An anecdote shows the underlying idea for the creation of CUTS: some of the founders discovered that the matchboxes they used did not contain the indicated number of matches, so they decided to check whether this was a simple manufacturing defect or a systematic deficiency. Therefore, and after going through a number of obstacles, CUTS made it possible to lodge a complaint for dishonest practices.

CUTS thus defends the rights of the poorest and see this as a fundamental contribution to development. The Jaipur-headquartered CUTS has now four other offices in India, as well as representations in Zambia, in Kenya and in Geneva, and employs more than 85 people for a budget of 1,25 million dollars (885 000 euros).

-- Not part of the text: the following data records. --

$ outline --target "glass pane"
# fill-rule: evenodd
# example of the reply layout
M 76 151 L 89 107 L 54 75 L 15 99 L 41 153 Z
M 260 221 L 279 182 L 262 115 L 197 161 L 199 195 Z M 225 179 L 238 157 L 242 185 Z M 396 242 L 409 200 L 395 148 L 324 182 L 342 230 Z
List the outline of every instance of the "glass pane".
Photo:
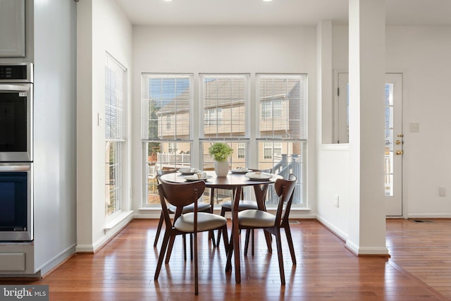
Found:
M 214 163 L 213 159 L 209 154 L 209 147 L 213 142 L 204 142 L 201 145 L 201 149 L 203 149 L 203 166 L 202 169 L 204 171 L 214 170 Z M 230 168 L 237 168 L 238 167 L 247 167 L 247 142 L 237 141 L 228 141 L 227 144 L 233 149 L 232 156 L 229 158 Z
M 393 105 L 393 84 L 385 84 L 385 106 Z
M 385 190 L 388 197 L 393 196 L 393 85 L 385 84 Z
M 297 177 L 293 204 L 304 205 L 304 180 L 305 173 L 304 142 L 259 142 L 259 169 L 271 168 L 272 173 L 288 178 L 290 173 Z M 271 152 L 271 155 L 268 152 Z M 271 156 L 271 158 L 269 158 Z M 252 168 L 252 166 L 251 166 Z M 266 204 L 277 204 L 278 199 L 273 187 L 270 186 Z
M 393 175 L 385 175 L 385 196 L 393 196 Z
M 144 205 L 159 204 L 156 188 L 156 175 L 159 170 L 179 169 L 190 167 L 191 161 L 191 143 L 179 142 L 144 142 L 147 158 L 145 163 L 147 177 L 144 186 L 146 203 Z
M 257 75 L 259 137 L 304 137 L 305 84 L 303 75 Z
M 105 144 L 105 211 L 110 216 L 121 209 L 121 142 Z
M 142 75 L 142 138 L 190 139 L 190 75 Z
M 393 130 L 385 129 L 385 152 L 393 150 Z
M 204 137 L 245 137 L 249 75 L 201 75 Z

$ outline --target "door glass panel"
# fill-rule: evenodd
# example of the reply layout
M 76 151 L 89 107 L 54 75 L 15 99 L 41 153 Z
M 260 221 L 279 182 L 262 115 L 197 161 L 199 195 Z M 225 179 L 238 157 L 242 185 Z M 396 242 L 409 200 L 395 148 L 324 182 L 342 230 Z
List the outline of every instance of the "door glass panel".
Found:
M 385 196 L 393 195 L 393 85 L 385 84 Z

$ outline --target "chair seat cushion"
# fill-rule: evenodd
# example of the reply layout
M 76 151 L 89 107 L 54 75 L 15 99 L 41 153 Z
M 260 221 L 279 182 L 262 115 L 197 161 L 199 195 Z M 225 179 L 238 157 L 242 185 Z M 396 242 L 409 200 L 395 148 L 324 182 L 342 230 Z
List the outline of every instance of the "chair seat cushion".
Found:
M 261 210 L 244 210 L 238 212 L 240 226 L 254 228 L 274 226 L 276 216 Z
M 204 203 L 203 202 L 197 202 L 197 211 L 199 212 L 209 211 L 210 209 L 210 207 L 211 206 L 209 204 Z M 176 207 L 174 205 L 168 206 L 168 210 L 169 211 L 169 213 L 175 213 L 175 209 Z M 194 209 L 194 204 L 192 203 L 189 204 L 188 206 L 184 207 L 183 213 L 192 212 Z
M 232 210 L 232 202 L 227 201 L 222 203 L 221 206 L 224 208 Z M 238 210 L 247 210 L 247 209 L 258 209 L 259 206 L 257 204 L 257 202 L 254 201 L 240 201 L 238 203 Z
M 183 214 L 174 223 L 174 228 L 180 231 L 193 232 L 194 214 L 192 212 Z M 227 223 L 227 219 L 217 214 L 197 212 L 197 232 L 221 228 Z

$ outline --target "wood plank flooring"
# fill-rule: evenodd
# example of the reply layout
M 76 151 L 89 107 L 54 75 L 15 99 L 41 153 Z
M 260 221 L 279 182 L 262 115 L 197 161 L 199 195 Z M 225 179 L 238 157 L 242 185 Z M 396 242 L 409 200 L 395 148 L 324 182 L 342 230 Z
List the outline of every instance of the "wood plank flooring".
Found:
M 51 300 L 64 301 L 451 300 L 450 220 L 388 220 L 390 259 L 357 257 L 318 221 L 299 220 L 291 224 L 297 265 L 283 245 L 285 286 L 276 251 L 268 254 L 261 231 L 256 231 L 254 256 L 242 255 L 242 239 L 240 284 L 234 270 L 224 272 L 223 246 L 212 247 L 201 234 L 197 297 L 181 239 L 154 281 L 161 244 L 153 247 L 156 228 L 156 220 L 135 219 L 95 254 L 75 254 L 41 280 L 0 278 L 0 284 L 47 284 Z

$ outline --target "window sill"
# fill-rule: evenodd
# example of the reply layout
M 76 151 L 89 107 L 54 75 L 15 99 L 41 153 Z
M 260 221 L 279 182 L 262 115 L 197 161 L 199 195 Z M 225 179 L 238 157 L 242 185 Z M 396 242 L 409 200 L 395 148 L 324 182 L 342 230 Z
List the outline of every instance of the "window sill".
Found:
M 122 228 L 133 219 L 133 211 L 123 211 L 118 214 L 116 216 L 109 219 L 105 224 L 104 231 L 106 234 L 110 231 Z

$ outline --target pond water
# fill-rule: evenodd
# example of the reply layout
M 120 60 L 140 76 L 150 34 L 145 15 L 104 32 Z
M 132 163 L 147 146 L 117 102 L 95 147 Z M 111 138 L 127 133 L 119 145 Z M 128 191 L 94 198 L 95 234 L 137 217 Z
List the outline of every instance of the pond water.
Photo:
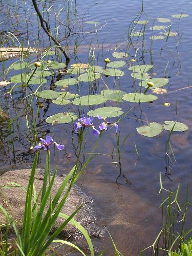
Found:
M 62 8 L 62 1 L 52 2 L 55 10 L 60 4 L 61 7 L 59 8 Z M 11 1 L 9 3 L 3 0 L 0 2 L 1 30 L 6 31 L 10 36 L 12 35 L 10 32 L 15 34 L 24 47 L 28 44 L 32 47 L 38 46 L 40 48 L 49 46 L 47 36 L 41 29 L 38 30 L 36 14 L 32 5 L 27 3 L 24 6 L 23 1 L 18 1 L 17 7 L 13 4 Z M 44 10 L 48 9 L 49 4 L 49 1 L 44 1 Z M 83 31 L 90 29 L 94 30 L 94 25 L 93 28 L 93 25 L 85 24 L 87 21 L 95 20 L 99 22 L 100 25 L 97 27 L 99 28 L 104 26 L 97 33 L 81 33 L 69 38 L 68 43 L 71 57 L 69 66 L 76 62 L 87 63 L 89 50 L 91 48 L 90 55 L 94 52 L 94 65 L 104 67 L 105 58 L 109 58 L 112 61 L 123 60 L 126 63 L 123 67 L 117 68 L 124 72 L 124 75 L 119 77 L 102 76 L 102 79 L 89 85 L 87 82 L 80 82 L 79 87 L 70 86 L 71 93 L 78 93 L 80 96 L 99 94 L 101 91 L 107 88 L 121 90 L 125 93 L 138 91 L 140 88 L 139 83 L 141 80 L 134 80 L 131 76 L 132 71 L 128 69 L 131 65 L 132 66 L 138 64 L 152 65 L 153 68 L 148 71 L 152 78 L 168 79 L 168 83 L 164 87 L 167 90 L 166 93 L 156 95 L 148 89 L 151 94 L 158 97 L 153 103 L 108 100 L 99 106 L 78 107 L 76 105 L 73 109 L 73 111 L 80 115 L 102 106 L 118 106 L 122 108 L 124 113 L 131 110 L 118 123 L 121 146 L 124 138 L 130 133 L 123 146 L 121 169 L 118 164 L 114 163 L 119 161 L 118 158 L 116 158 L 114 151 L 113 158 L 111 157 L 115 143 L 117 153 L 115 129 L 112 127 L 103 136 L 102 141 L 96 151 L 99 155 L 89 165 L 78 181 L 78 184 L 93 197 L 98 225 L 106 227 L 119 250 L 125 255 L 139 255 L 141 249 L 152 244 L 161 228 L 161 210 L 158 208 L 161 203 L 158 196 L 159 172 L 161 172 L 164 186 L 167 189 L 175 190 L 180 183 L 181 198 L 184 196 L 186 186 L 192 178 L 190 159 L 192 123 L 190 106 L 192 102 L 191 88 L 179 90 L 192 86 L 191 34 L 189 29 L 189 25 L 192 22 L 192 2 L 144 1 L 144 13 L 142 14 L 140 20 L 148 20 L 148 23 L 146 25 L 143 37 L 133 37 L 132 41 L 129 38 L 129 26 L 137 16 L 135 20 L 139 18 L 141 8 L 140 1 L 98 0 L 96 2 L 84 0 L 83 2 L 77 1 L 76 5 L 80 19 L 83 16 L 82 23 Z M 10 12 L 7 12 L 8 9 Z M 16 13 L 19 15 L 18 20 L 15 18 Z M 189 16 L 180 19 L 171 16 L 178 13 L 187 14 Z M 154 19 L 158 17 L 169 18 L 171 23 L 160 23 L 156 20 L 153 24 Z M 54 15 L 51 15 L 50 18 L 51 26 L 54 28 Z M 65 17 L 60 18 L 63 20 Z M 165 31 L 168 32 L 168 26 L 170 24 L 170 31 L 177 33 L 176 36 L 169 36 L 167 41 L 166 36 L 160 40 L 152 41 L 150 39 L 152 32 L 150 27 L 165 26 Z M 143 29 L 143 25 L 137 24 L 136 31 L 140 31 L 141 28 Z M 15 30 L 17 32 L 14 32 Z M 77 32 L 78 30 L 75 32 Z M 164 32 L 163 30 L 153 31 L 154 35 L 164 36 Z M 59 34 L 61 36 L 62 33 L 61 30 Z M 16 41 L 15 38 L 15 40 Z M 74 54 L 71 49 L 74 48 L 76 40 L 79 46 Z M 14 46 L 11 45 L 11 40 L 9 42 L 11 46 Z M 18 45 L 18 42 L 17 45 Z M 8 47 L 6 41 L 4 44 L 2 42 L 2 46 Z M 115 49 L 118 52 L 126 52 L 129 57 L 122 59 L 113 57 L 112 53 Z M 33 61 L 36 57 L 35 54 L 31 56 L 29 61 Z M 136 61 L 132 62 L 131 59 L 135 59 Z M 50 59 L 55 60 L 55 56 L 51 55 Z M 64 61 L 63 57 L 59 54 L 57 55 L 56 59 Z M 18 60 L 18 58 L 14 58 L 1 62 L 1 80 L 4 79 L 4 70 Z M 19 74 L 19 72 L 10 70 L 6 79 L 10 80 L 13 75 Z M 59 79 L 56 73 L 53 77 L 46 77 L 48 81 L 42 86 L 42 90 L 60 92 L 61 87 L 53 85 Z M 73 74 L 72 77 L 76 78 L 77 75 Z M 11 94 L 5 94 L 13 84 L 2 87 L 0 91 L 0 106 L 10 117 L 3 120 L 1 124 L 0 159 L 2 172 L 31 166 L 34 153 L 30 147 L 32 145 L 32 138 L 34 135 L 32 129 L 30 132 L 26 125 L 26 115 L 31 127 L 33 120 L 38 138 L 44 137 L 47 134 L 54 135 L 58 143 L 65 145 L 66 148 L 63 152 L 54 151 L 52 148 L 51 166 L 53 168 L 56 164 L 58 165 L 59 175 L 68 172 L 76 159 L 74 145 L 77 143 L 77 137 L 72 133 L 73 123 L 57 124 L 53 126 L 51 124 L 47 123 L 46 119 L 55 114 L 71 111 L 71 104 L 59 105 L 53 103 L 52 100 L 40 99 L 43 107 L 40 109 L 36 124 L 34 124 L 37 111 L 36 98 L 33 98 L 30 106 L 30 102 L 27 101 L 27 98 L 24 99 L 26 96 L 25 89 L 19 86 L 15 87 Z M 33 85 L 31 87 L 34 91 L 37 86 Z M 170 105 L 164 106 L 164 102 L 169 102 Z M 26 112 L 27 104 L 28 106 Z M 108 120 L 112 122 L 117 120 L 117 117 L 108 118 Z M 99 120 L 97 118 L 95 118 L 95 126 L 98 127 Z M 136 129 L 146 125 L 147 122 L 164 124 L 165 121 L 168 120 L 182 122 L 188 127 L 187 131 L 173 132 L 172 134 L 170 141 L 176 159 L 175 161 L 174 156 L 170 153 L 169 159 L 167 156 L 166 157 L 165 147 L 169 136 L 168 131 L 163 130 L 157 136 L 148 137 L 139 134 Z M 92 131 L 88 131 L 86 157 L 89 155 L 96 140 L 97 138 L 92 136 Z M 42 152 L 39 167 L 44 166 L 45 159 L 45 154 Z M 190 217 L 189 215 L 187 223 L 190 223 L 191 221 L 191 215 Z M 95 240 L 99 251 L 107 247 L 106 255 L 113 255 L 111 241 L 107 236 Z M 146 255 L 148 254 L 148 251 Z

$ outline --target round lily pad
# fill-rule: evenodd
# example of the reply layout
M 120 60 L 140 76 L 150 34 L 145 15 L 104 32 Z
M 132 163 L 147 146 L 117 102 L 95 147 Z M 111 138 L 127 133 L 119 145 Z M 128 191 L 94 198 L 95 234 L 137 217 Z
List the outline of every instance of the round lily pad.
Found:
M 152 82 L 154 83 L 154 86 L 153 87 L 153 88 L 158 88 L 159 87 L 162 87 L 168 83 L 168 79 L 158 77 L 156 78 L 150 78 L 140 82 L 139 84 L 140 86 L 142 86 L 147 88 L 148 87 L 148 82 Z M 150 87 L 150 88 L 152 88 L 152 87 Z
M 150 29 L 151 30 L 161 30 L 162 29 L 165 29 L 166 26 L 154 26 L 153 27 L 151 27 Z
M 117 60 L 116 61 L 112 61 L 111 62 L 108 63 L 106 66 L 108 68 L 120 68 L 121 67 L 123 67 L 126 65 L 125 61 L 123 61 L 122 60 Z
M 164 125 L 163 128 L 168 131 L 171 131 L 175 124 L 173 132 L 184 132 L 188 129 L 187 125 L 183 123 L 176 122 L 176 121 L 165 121 L 164 123 L 165 124 Z
M 76 78 L 66 78 L 57 81 L 55 82 L 55 84 L 57 86 L 69 86 L 76 84 L 77 83 L 78 80 Z
M 46 122 L 49 123 L 68 123 L 78 118 L 73 112 L 62 112 L 49 117 Z
M 129 70 L 132 70 L 133 72 L 147 72 L 153 68 L 153 65 L 133 65 L 129 68 Z
M 73 103 L 75 105 L 89 106 L 90 105 L 98 105 L 105 102 L 108 99 L 104 96 L 98 94 L 93 95 L 86 95 L 77 98 L 73 100 Z
M 158 97 L 152 94 L 144 94 L 144 93 L 127 93 L 124 94 L 123 99 L 130 102 L 148 102 L 158 99 Z
M 121 111 L 122 109 L 120 108 L 116 108 L 116 106 L 104 106 L 103 108 L 98 108 L 95 110 L 91 110 L 89 111 L 87 114 L 88 116 L 97 117 L 97 115 L 99 115 L 104 118 L 107 117 L 114 117 L 116 116 L 121 116 L 123 114 L 123 112 Z
M 59 94 L 57 92 L 52 90 L 45 90 L 37 94 L 38 97 L 44 99 L 56 99 L 58 98 Z
M 125 52 L 114 52 L 112 53 L 112 55 L 114 58 L 118 59 L 122 59 L 123 58 L 126 58 L 128 57 L 129 54 Z
M 136 128 L 137 131 L 144 136 L 155 137 L 163 131 L 163 126 L 158 123 L 150 123 L 149 126 L 144 125 Z
M 133 72 L 131 75 L 135 79 L 146 80 L 150 78 L 150 76 L 147 73 L 135 73 Z

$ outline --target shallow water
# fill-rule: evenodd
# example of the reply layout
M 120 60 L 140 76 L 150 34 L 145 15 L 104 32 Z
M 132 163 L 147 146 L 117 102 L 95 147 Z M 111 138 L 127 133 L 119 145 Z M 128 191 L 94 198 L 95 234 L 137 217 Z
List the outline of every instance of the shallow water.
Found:
M 57 6 L 62 1 L 53 2 Z M 87 10 L 91 7 L 84 15 L 84 22 L 95 19 L 96 22 L 100 23 L 100 26 L 104 24 L 105 20 L 106 22 L 106 26 L 97 34 L 88 34 L 82 42 L 83 35 L 79 36 L 78 40 L 80 47 L 77 53 L 78 59 L 77 61 L 87 62 L 89 45 L 92 40 L 92 45 L 95 48 L 95 65 L 103 66 L 103 58 L 109 57 L 112 60 L 112 53 L 117 45 L 122 43 L 120 46 L 120 51 L 126 49 L 128 44 L 128 26 L 139 13 L 141 3 L 140 1 L 124 0 L 121 1 L 120 4 L 114 0 L 109 1 L 107 3 L 102 0 L 99 1 L 97 4 L 95 3 L 88 0 L 83 2 L 77 1 L 80 17 L 82 17 Z M 4 30 L 13 31 L 10 22 L 11 17 L 5 19 L 7 16 L 5 9 L 6 3 L 7 1 L 3 1 L 0 3 L 0 8 L 2 11 L 0 14 L 1 20 L 6 20 L 6 23 L 4 22 L 1 26 L 4 26 Z M 45 1 L 44 4 L 46 9 L 49 6 L 48 1 Z M 28 10 L 27 15 L 28 17 L 32 14 L 32 16 L 28 20 L 28 33 L 26 33 L 23 2 L 19 2 L 18 5 L 20 6 L 18 12 L 20 14 L 18 17 L 19 23 L 19 25 L 14 26 L 14 29 L 20 31 L 18 32 L 19 40 L 23 41 L 26 46 L 28 39 L 31 46 L 39 39 L 40 48 L 48 46 L 49 42 L 42 30 L 36 34 L 36 19 L 32 7 L 29 4 L 26 6 Z M 137 38 L 135 38 L 129 51 L 129 58 L 134 58 L 135 50 L 140 47 L 136 57 L 136 63 L 149 64 L 152 61 L 154 67 L 151 73 L 156 73 L 156 76 L 153 76 L 154 78 L 164 76 L 168 77 L 169 83 L 165 87 L 168 93 L 158 95 L 158 99 L 153 104 L 146 102 L 139 104 L 124 101 L 118 103 L 118 106 L 122 108 L 125 113 L 134 106 L 119 123 L 121 143 L 127 134 L 129 133 L 131 134 L 124 145 L 121 158 L 122 173 L 118 180 L 118 183 L 116 179 L 120 174 L 119 168 L 112 163 L 116 160 L 113 160 L 111 156 L 116 142 L 114 128 L 104 134 L 101 143 L 96 150 L 96 152 L 103 155 L 98 155 L 92 161 L 78 182 L 83 190 L 94 200 L 99 225 L 106 227 L 119 250 L 125 255 L 139 255 L 141 249 L 153 243 L 161 229 L 161 211 L 158 208 L 161 202 L 158 195 L 160 187 L 159 172 L 161 172 L 163 183 L 166 188 L 174 190 L 179 183 L 181 184 L 181 197 L 184 196 L 186 185 L 191 180 L 190 155 L 192 137 L 190 106 L 192 94 L 190 88 L 175 92 L 177 89 L 192 86 L 191 34 L 189 30 L 189 24 L 192 21 L 191 6 L 192 2 L 187 1 L 167 1 L 161 3 L 158 1 L 144 1 L 144 10 L 150 22 L 145 32 L 145 50 L 141 51 L 142 37 L 141 39 L 139 38 L 137 43 Z M 179 33 L 178 19 L 170 16 L 183 12 L 189 16 L 180 19 Z M 179 35 L 176 37 L 169 37 L 167 45 L 165 39 L 154 40 L 151 56 L 149 37 L 152 31 L 149 30 L 149 27 L 152 26 L 153 19 L 160 16 L 171 19 L 173 22 L 171 30 L 177 32 Z M 145 17 L 143 14 L 140 19 L 146 18 L 146 16 Z M 7 23 L 7 20 L 9 21 Z M 52 25 L 53 20 L 53 19 L 51 19 Z M 167 24 L 156 21 L 155 25 L 167 25 Z M 137 26 L 139 28 L 141 26 Z M 86 31 L 90 26 L 83 24 L 83 28 L 84 31 Z M 156 35 L 158 33 L 159 31 L 155 31 Z M 179 36 L 181 35 L 177 48 Z M 70 46 L 73 47 L 74 45 L 75 38 L 70 38 L 68 42 Z M 72 63 L 75 62 L 75 56 L 73 52 L 71 52 L 72 60 L 70 63 Z M 35 56 L 31 57 L 30 60 L 32 61 L 34 57 Z M 9 67 L 17 59 L 15 58 L 4 62 L 5 68 Z M 116 60 L 118 59 L 114 59 Z M 118 88 L 126 93 L 134 92 L 135 88 L 139 89 L 140 80 L 137 79 L 134 82 L 131 76 L 131 72 L 127 69 L 130 65 L 129 59 L 127 62 L 125 66 L 119 68 L 125 73 L 119 79 L 114 80 L 112 76 L 103 77 L 110 89 Z M 2 67 L 2 63 L 1 65 Z M 11 71 L 7 76 L 7 80 L 10 79 L 9 74 L 12 76 L 17 73 Z M 56 79 L 55 76 L 55 81 Z M 50 88 L 52 82 L 50 80 L 44 86 L 46 89 Z M 95 93 L 106 89 L 101 81 L 96 84 Z M 20 88 L 14 91 L 12 98 L 8 94 L 5 95 L 8 88 L 9 87 L 1 88 L 1 106 L 14 120 L 15 125 L 14 131 L 11 129 L 8 131 L 8 121 L 5 120 L 1 123 L 0 159 L 2 170 L 30 167 L 33 158 L 33 153 L 29 149 L 31 146 L 30 136 L 26 126 L 26 100 L 22 100 L 24 94 Z M 71 86 L 70 92 L 76 92 L 76 87 Z M 80 84 L 80 95 L 84 95 L 89 92 L 87 84 L 82 83 Z M 55 164 L 57 164 L 58 174 L 61 174 L 67 172 L 75 163 L 72 135 L 73 124 L 69 123 L 55 125 L 53 130 L 52 125 L 45 122 L 46 119 L 51 115 L 63 112 L 66 109 L 63 106 L 52 103 L 50 100 L 42 99 L 41 101 L 43 101 L 44 108 L 40 109 L 37 118 L 36 129 L 38 136 L 45 137 L 46 134 L 52 135 L 53 133 L 55 140 L 66 145 L 63 152 L 54 151 L 53 148 L 51 152 L 52 167 L 53 168 Z M 170 106 L 164 107 L 164 102 L 169 102 Z M 116 105 L 116 102 L 111 101 L 108 101 L 105 104 L 106 106 Z M 99 106 L 103 105 L 101 104 Z M 35 116 L 35 101 L 34 108 L 33 113 L 28 113 L 29 118 L 33 116 L 34 118 Z M 88 109 L 90 110 L 94 108 L 84 107 L 82 109 L 86 113 Z M 80 110 L 79 114 L 82 113 Z M 113 118 L 111 120 L 113 122 L 116 119 Z M 165 120 L 175 120 L 183 122 L 188 126 L 187 131 L 182 133 L 175 132 L 172 135 L 170 143 L 177 160 L 173 166 L 165 158 L 165 146 L 169 134 L 167 131 L 163 130 L 159 135 L 154 138 L 142 136 L 137 132 L 136 127 L 145 124 L 146 120 L 160 123 L 163 123 Z M 100 123 L 96 120 L 95 122 L 97 126 Z M 73 139 L 76 142 L 76 137 L 74 135 Z M 87 156 L 91 150 L 90 146 L 93 145 L 96 138 L 93 137 L 91 132 L 88 132 L 86 134 L 86 156 Z M 139 157 L 135 150 L 135 142 Z M 45 157 L 45 153 L 42 152 L 39 167 L 43 166 Z M 191 223 L 191 218 L 190 219 L 189 217 L 188 220 L 188 223 Z M 111 242 L 107 236 L 95 241 L 95 243 L 99 250 L 101 250 L 104 247 L 109 247 L 106 255 L 113 255 Z M 146 255 L 148 255 L 147 253 L 148 252 Z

According to the poverty reduction philosophy that moves CUTS, one of the keys to the empowerment of the poor is their access to information about the products, practices and policies implemented to improve their living conditions.

Hence, CUTS founders started by placarding a monthly newspaper on the walls of public places of villages of Rajasthan (in particular the post office, often the only federal institution represented) in order to inform the people about their rights.


Currently, CUTS and its founders are major actors of policy-making in India and acknowledged contributors in the debates around competition policy, trade policy and the World Trade Organization.

CUTS in particular created two international centres of excellence dedicated to the promotion of trade and sustainable development (1996), on the one hand, and to competition, investment and economic regulation (2003), on the other hand.

The NGO promotes competition policy as an engine of development outside of India, in particular in Africa, through a programme dedicated to international trade, where the world’s most reputed academics exchange views about the difficulties faced in the multilateral trade negotiations of the Doha Round.

At first sight, CUTS can be considered similar to consumer associations from industrialized countries , which play a crucial role as well in informing and defending consumers. Yet its focus is sometimes different.

Few other consumer organizations are thus committed to advocate competition law, trade liberalization and consumers’ access to imported products, thus associating the effectiveness of social policy to an effectively regulated, competitive economy. All things considered, the experience of CUTS clearly illustrates the role of civil society in designing effective economic policies in an emerging economy where poverty remains widespread.